Abstract

646 Background: Total proctocolectomy (TPC) with ileal pouch is considered the procedure of choice in classic familial adenomatous polyposis (FAP), but total colectomy (TC) with rectal sparing can be performed in selected cases. The objective of this study is to determine and compare the incidence of methacronous cancer in the remanescent rectum in patients submitted to TPC or TC. Methods: We performed a retrospective analysis of 55 patients operated beteween 1992 and 2011. Patients were identified from 34 FAP families, registered at the AC Camargo Hereditary Colorectal Cancer Registry. Patients with attenuated FAP were excluded.

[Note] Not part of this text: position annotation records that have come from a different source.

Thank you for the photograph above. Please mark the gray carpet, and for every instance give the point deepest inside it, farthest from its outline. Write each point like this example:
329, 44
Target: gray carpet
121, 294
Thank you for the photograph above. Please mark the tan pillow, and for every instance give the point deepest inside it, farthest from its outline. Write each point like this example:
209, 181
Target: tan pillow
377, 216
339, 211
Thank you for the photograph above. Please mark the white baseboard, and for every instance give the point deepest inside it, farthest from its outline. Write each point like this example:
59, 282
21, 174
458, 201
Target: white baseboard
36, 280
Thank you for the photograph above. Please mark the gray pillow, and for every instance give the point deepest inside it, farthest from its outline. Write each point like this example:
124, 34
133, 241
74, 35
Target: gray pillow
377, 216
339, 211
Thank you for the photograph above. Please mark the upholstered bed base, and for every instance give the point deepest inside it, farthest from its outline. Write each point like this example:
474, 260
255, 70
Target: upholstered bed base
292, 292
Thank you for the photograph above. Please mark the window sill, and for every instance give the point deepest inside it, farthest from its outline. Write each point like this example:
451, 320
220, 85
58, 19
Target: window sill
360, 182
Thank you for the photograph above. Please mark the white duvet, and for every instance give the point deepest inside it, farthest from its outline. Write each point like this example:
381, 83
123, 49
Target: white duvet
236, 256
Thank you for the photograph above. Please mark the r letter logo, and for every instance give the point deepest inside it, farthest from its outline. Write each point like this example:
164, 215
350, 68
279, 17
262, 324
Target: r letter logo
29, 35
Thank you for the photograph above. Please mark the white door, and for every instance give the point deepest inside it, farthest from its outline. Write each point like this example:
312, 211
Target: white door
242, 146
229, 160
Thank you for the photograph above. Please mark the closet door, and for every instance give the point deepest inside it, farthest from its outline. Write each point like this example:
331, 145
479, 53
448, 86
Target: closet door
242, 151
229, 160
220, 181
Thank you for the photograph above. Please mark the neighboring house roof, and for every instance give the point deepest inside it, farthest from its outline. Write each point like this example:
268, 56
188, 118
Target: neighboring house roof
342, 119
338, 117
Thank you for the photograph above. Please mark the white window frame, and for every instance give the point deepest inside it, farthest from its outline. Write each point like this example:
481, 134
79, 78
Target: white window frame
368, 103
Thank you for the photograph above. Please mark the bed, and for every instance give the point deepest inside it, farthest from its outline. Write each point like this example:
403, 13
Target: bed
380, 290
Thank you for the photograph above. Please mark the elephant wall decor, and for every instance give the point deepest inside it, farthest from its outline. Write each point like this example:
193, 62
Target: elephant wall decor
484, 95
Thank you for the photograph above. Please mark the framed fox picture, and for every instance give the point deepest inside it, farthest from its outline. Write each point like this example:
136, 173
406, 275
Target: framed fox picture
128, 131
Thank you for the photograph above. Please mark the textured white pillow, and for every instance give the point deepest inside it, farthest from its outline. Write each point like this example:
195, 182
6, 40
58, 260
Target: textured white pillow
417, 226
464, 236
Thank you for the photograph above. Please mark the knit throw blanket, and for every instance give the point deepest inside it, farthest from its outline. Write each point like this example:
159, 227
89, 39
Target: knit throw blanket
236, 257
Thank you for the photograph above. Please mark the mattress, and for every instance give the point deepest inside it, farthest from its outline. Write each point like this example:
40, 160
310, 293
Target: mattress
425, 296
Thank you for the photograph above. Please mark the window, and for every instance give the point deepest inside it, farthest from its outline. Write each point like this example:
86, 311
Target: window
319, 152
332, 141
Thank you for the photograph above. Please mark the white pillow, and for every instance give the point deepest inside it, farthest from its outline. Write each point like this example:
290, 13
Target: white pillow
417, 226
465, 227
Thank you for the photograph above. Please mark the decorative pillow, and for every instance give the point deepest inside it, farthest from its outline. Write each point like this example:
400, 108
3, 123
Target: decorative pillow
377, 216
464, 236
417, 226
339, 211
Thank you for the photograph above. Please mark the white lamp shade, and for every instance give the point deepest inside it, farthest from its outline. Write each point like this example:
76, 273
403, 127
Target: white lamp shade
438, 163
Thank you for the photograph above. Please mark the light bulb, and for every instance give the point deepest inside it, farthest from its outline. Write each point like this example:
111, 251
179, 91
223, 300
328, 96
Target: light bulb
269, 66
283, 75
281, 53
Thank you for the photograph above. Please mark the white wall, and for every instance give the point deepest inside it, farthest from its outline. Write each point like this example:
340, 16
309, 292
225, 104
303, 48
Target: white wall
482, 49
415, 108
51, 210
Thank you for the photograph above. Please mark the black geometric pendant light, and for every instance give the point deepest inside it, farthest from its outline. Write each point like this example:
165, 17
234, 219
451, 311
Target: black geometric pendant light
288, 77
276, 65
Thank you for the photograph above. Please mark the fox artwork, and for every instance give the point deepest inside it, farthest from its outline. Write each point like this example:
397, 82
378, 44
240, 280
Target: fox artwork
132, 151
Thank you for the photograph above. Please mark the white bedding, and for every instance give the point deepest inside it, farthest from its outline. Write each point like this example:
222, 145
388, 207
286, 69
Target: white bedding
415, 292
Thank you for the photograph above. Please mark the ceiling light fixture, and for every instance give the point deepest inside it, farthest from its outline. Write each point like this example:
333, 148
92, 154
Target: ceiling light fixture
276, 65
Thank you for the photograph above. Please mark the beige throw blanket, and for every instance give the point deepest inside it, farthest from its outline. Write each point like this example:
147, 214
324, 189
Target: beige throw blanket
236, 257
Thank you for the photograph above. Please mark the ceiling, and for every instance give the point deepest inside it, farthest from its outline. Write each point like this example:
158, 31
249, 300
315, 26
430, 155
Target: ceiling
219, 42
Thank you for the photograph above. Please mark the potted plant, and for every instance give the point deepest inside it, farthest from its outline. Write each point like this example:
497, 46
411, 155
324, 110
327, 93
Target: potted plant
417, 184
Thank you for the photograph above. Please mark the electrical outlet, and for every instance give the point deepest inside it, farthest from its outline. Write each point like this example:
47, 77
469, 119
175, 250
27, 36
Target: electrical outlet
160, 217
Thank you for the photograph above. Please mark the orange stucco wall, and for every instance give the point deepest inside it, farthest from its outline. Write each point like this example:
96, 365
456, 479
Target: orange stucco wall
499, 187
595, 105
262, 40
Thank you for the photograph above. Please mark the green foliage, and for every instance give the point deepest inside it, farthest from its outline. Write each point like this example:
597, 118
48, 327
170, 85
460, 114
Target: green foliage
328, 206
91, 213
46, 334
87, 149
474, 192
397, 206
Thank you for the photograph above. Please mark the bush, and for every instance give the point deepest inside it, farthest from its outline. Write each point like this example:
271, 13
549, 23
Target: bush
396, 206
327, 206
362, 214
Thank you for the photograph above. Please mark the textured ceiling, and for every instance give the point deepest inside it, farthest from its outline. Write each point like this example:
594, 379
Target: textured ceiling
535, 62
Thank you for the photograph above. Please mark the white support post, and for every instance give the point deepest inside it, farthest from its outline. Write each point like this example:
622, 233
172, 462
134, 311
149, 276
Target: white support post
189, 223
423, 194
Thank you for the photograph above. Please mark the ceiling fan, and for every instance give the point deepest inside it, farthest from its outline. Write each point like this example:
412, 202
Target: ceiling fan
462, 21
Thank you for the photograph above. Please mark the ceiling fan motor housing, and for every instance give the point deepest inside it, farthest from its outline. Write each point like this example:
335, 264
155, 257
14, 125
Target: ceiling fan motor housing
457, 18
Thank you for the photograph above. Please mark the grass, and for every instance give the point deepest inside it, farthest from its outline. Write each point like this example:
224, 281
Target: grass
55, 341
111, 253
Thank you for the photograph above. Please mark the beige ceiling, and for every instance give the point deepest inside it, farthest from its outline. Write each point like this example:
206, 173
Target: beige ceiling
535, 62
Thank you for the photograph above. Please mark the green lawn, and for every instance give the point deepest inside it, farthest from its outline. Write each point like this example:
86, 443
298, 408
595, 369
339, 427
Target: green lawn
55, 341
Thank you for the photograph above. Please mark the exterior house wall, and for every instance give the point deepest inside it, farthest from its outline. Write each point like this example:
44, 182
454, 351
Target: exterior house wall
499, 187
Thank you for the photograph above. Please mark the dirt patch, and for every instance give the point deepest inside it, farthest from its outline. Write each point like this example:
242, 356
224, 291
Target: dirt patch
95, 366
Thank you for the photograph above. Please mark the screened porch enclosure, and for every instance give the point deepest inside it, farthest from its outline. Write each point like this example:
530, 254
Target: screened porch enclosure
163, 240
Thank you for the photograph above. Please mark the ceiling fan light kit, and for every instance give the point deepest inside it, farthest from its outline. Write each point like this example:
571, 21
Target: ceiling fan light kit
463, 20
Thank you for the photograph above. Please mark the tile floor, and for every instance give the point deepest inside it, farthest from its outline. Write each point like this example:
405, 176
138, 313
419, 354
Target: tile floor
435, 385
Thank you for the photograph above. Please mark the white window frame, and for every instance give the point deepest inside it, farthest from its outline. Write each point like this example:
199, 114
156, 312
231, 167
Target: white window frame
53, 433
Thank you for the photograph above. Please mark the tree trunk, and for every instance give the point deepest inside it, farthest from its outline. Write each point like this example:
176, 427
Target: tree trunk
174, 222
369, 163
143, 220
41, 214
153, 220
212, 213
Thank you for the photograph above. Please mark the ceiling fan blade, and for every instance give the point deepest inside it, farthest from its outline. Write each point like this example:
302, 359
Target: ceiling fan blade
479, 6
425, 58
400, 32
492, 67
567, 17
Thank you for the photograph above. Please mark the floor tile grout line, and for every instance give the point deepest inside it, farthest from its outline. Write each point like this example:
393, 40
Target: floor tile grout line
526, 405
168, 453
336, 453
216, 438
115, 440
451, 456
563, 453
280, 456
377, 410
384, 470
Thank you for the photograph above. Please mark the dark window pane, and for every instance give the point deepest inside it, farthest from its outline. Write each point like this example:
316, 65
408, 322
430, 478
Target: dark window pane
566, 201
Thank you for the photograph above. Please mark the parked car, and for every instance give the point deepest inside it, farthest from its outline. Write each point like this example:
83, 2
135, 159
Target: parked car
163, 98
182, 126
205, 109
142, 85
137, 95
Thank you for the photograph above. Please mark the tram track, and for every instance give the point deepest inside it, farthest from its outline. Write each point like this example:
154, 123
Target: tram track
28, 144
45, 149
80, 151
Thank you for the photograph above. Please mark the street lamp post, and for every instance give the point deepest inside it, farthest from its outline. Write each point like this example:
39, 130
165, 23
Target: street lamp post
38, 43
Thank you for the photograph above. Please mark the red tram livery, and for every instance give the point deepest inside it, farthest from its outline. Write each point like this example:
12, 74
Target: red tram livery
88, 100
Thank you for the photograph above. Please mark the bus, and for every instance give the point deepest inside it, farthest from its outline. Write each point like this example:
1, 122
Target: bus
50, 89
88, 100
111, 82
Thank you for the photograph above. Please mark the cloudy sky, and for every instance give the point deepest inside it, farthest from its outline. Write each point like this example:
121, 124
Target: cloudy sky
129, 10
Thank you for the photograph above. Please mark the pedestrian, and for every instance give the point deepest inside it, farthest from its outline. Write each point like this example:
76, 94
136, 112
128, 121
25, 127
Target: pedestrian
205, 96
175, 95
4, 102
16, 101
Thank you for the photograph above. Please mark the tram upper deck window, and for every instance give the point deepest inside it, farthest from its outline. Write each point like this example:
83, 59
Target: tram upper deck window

The main endpoint was the occurence of cancer at the remanescent rectum. Results: Thirty seven patients were submitted to TPC and 18 to TC with ileo-rectal anastomosis. Among patients submitted to TPC, just one (2.7%) had methacronous adenocarcinoma just above the dentate line. Among patients submitted to TC with rectal sparing, 4 (22.2%) have another cancer at the remanescente rectum. This difference was statistically significant (0.035). The stage was initial in all cases, and all patients were submitted to salvage surgery. No deaths related to rectal cancer had occured. Conclusions: Surgical treatment of classical FAP still remains proctocolectomy with ileal pouch, whenever possible. Considering that methacronous cancer uses to be detected in initial stages, rectal sparing can be considered in very selected cases of classical FAP.